ACAT: New annotation tool cuts ABSA dataset prep to 31 seconds

Automated ETL pipeline and built-in reliability metrics streamline sentiment dataset creation.

Deep Dive

Aspect-Based Sentiment Analysis (ABSA) requires high-quality, multi-annotator datasets, but existing tools treat output as flat files, forcing researchers to manually consolidate annotations and compute reliability metrics. To address this, a team from Romania—Ana-Maria Luisa Mocanu, Ciprian-Octavian Truica, and Elena-Simona Apostol—has developed ACAT (Aspect-based sentiment analysis Collaborative Annotation Tool). The web-based platform natively supports four core ABSA workflows: Aspect-Category Sentiment Analysis, Clause-Level Segmentation, Aspect-Term Sentiment Analysis with character-level positions, and Aspect Sentiment Triplet Extraction with dual span offsets.
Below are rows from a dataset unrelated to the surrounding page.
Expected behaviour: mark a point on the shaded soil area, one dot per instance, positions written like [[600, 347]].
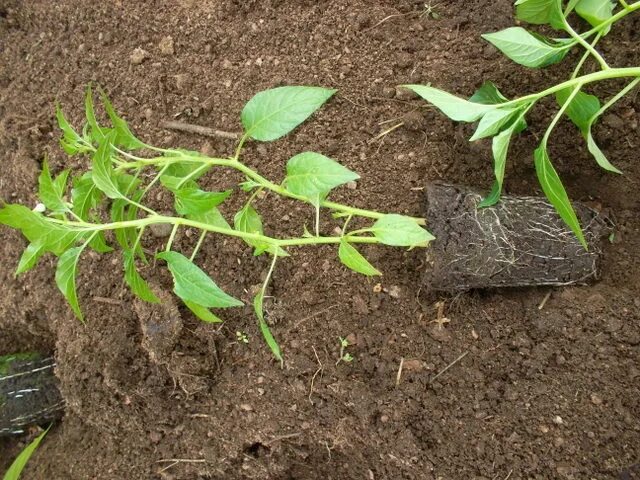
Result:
[[543, 389]]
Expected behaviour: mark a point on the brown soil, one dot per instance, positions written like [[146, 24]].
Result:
[[541, 393]]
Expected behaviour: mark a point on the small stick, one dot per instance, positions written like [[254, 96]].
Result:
[[544, 301], [313, 379], [319, 312], [386, 132], [110, 301], [399, 375], [174, 461], [282, 437], [449, 366], [198, 130]]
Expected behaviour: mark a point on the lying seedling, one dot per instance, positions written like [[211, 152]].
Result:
[[501, 118], [72, 223]]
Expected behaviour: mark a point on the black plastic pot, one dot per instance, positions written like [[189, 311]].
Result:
[[520, 241], [29, 393]]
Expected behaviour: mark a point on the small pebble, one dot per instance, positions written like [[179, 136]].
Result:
[[413, 365], [166, 46], [160, 230], [389, 92], [138, 56], [394, 291], [405, 94]]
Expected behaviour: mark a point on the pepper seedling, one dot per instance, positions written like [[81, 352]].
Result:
[[502, 119], [114, 185]]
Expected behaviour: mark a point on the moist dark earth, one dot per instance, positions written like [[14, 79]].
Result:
[[544, 389]]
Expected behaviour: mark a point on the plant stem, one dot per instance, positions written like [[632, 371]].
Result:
[[155, 179], [585, 56], [198, 245], [256, 177], [589, 78], [172, 236], [589, 48], [179, 221], [621, 14], [556, 119]]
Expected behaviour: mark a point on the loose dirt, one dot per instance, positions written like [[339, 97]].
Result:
[[545, 390]]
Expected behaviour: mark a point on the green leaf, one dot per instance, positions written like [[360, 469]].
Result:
[[134, 280], [194, 285], [201, 312], [103, 174], [353, 259], [51, 192], [500, 147], [600, 157], [273, 113], [555, 192], [192, 200], [264, 327], [541, 12], [494, 121], [525, 48], [400, 231], [123, 136], [488, 94], [53, 237], [596, 12], [66, 277], [176, 172], [455, 108], [248, 220], [30, 257], [85, 196], [313, 176], [15, 469], [581, 109]]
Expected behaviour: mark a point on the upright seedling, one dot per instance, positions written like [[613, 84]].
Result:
[[501, 118], [66, 224]]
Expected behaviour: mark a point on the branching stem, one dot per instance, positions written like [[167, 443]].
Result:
[[256, 177], [179, 221]]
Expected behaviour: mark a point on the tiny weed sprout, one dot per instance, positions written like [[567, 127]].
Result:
[[344, 355], [242, 337], [501, 118], [105, 207]]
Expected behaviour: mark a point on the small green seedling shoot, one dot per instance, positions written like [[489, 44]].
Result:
[[106, 206], [344, 355], [502, 119], [242, 337], [16, 467]]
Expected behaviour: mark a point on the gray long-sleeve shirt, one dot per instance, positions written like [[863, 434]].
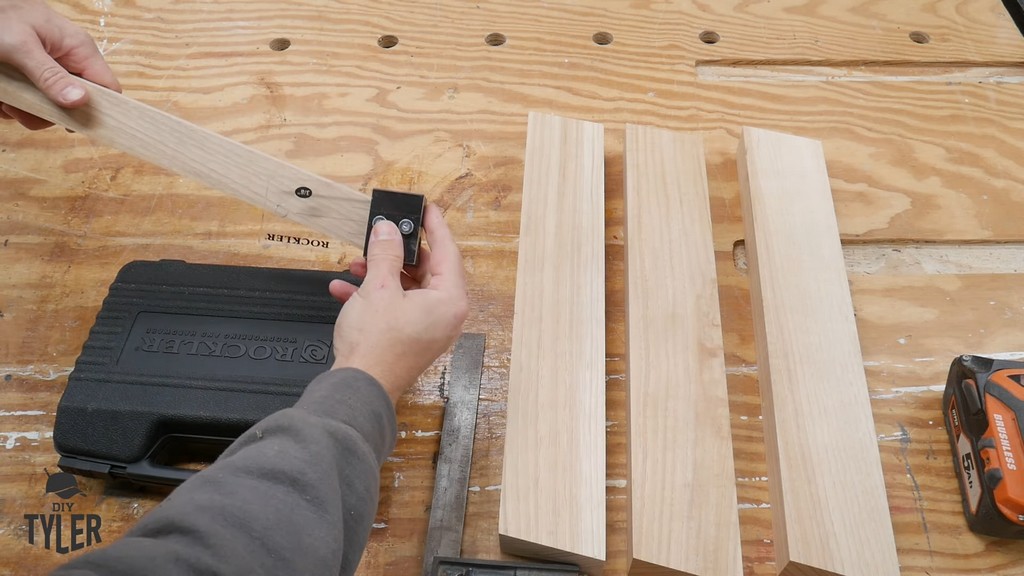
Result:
[[296, 494]]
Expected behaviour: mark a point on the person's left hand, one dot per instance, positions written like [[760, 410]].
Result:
[[47, 47]]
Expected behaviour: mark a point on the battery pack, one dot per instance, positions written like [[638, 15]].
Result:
[[183, 358]]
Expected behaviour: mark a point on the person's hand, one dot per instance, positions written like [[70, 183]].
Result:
[[397, 323], [46, 47]]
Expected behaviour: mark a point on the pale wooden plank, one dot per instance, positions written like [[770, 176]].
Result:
[[683, 498], [223, 164], [829, 511], [552, 503]]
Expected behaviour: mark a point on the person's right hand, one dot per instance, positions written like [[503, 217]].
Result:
[[394, 325], [46, 47]]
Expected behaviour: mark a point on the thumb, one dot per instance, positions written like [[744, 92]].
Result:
[[385, 255], [51, 78]]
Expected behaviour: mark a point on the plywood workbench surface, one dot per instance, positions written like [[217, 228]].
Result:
[[920, 106]]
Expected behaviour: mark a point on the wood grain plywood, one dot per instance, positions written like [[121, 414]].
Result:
[[553, 485], [912, 158]]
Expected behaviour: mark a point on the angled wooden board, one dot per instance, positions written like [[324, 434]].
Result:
[[829, 511], [154, 135], [553, 484], [682, 496]]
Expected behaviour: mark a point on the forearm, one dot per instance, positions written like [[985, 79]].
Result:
[[296, 494]]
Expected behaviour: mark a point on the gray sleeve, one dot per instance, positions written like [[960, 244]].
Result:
[[295, 494]]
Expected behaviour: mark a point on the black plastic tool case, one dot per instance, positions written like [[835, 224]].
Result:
[[184, 356]]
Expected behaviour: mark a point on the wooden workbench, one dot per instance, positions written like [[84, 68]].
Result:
[[924, 142]]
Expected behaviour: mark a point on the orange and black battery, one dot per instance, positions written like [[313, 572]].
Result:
[[983, 406]]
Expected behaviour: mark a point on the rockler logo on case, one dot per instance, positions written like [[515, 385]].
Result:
[[217, 345], [61, 532]]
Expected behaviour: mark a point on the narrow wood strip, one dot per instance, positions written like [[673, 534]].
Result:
[[552, 503], [829, 513], [683, 494], [156, 136]]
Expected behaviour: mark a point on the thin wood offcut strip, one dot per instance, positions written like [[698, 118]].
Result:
[[829, 512], [180, 147], [683, 498], [552, 502]]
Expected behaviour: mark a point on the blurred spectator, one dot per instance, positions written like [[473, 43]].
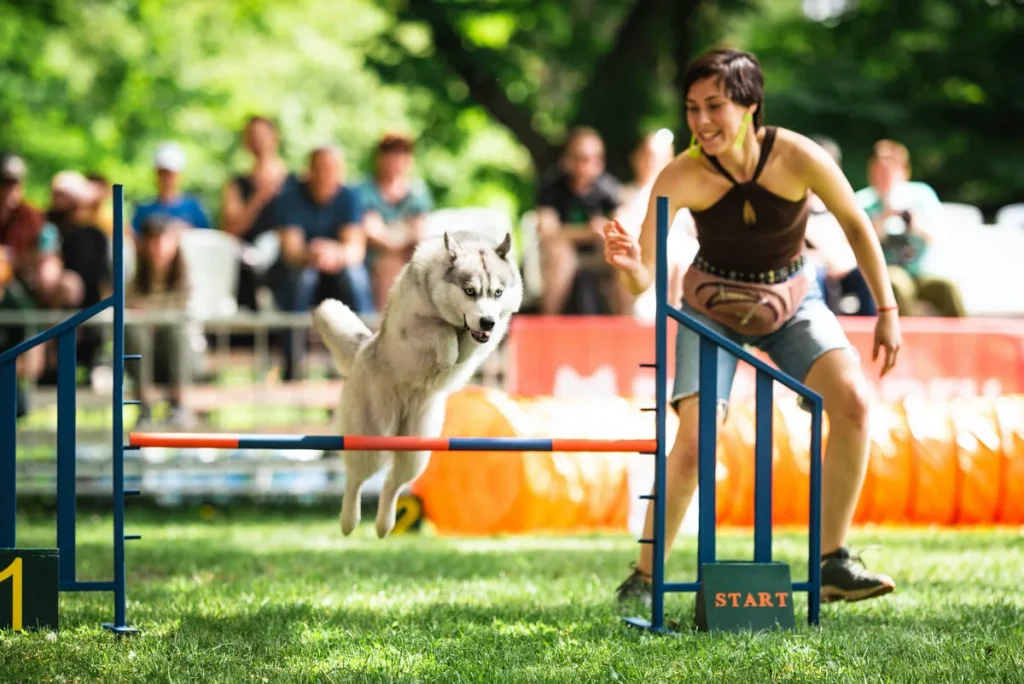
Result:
[[169, 162], [650, 156], [34, 243], [247, 199], [396, 210], [20, 223], [830, 254], [13, 297], [323, 244], [85, 252], [573, 203], [84, 246], [101, 205], [161, 284], [905, 214]]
Its key innovation is an automated Extract, Transform, Load (ETL) pipeline that aligns collaborative annotations and directly computes Inter-Annotator Agreement (IAA) metrics at export, eliminating custom scripts and manual reconciliation.

In preliminary validation on 1,002 restaurant reviews annotated by two experts of differing skill levels, ACAT achieved a median annotation time of just 31.58 seconds per example. The raw IAA ranged from 0.78 to 0.86 across all tasks, indicating strong reliability. Accepted at DaWak 2026, ACAT offers a streamlined end-to-end solution for building ABSA datasets, reducing friction for NLP researchers and practitioners. By automating data consolidation and quality checks, it enables faster, more reproducible dataset creation—a critical need for training robust sentiment models.

Key Points
  • Supports 4 ABSA workflows including Aspect Sentiment Triplet Extraction with dual span offsets.
  • Automated ETL pipeline aligns multi-annotator data and computes IAA at export, no manual scripting needed.
  • Median annotation time of 31.58 seconds and IAA of 0.78–0.86 on 1,002 restaurant reviews with two annotators.

Why It Matters

ACAT removes manual bottlenecks in ABSA dataset creation, accelerating development of reliable sentiment models.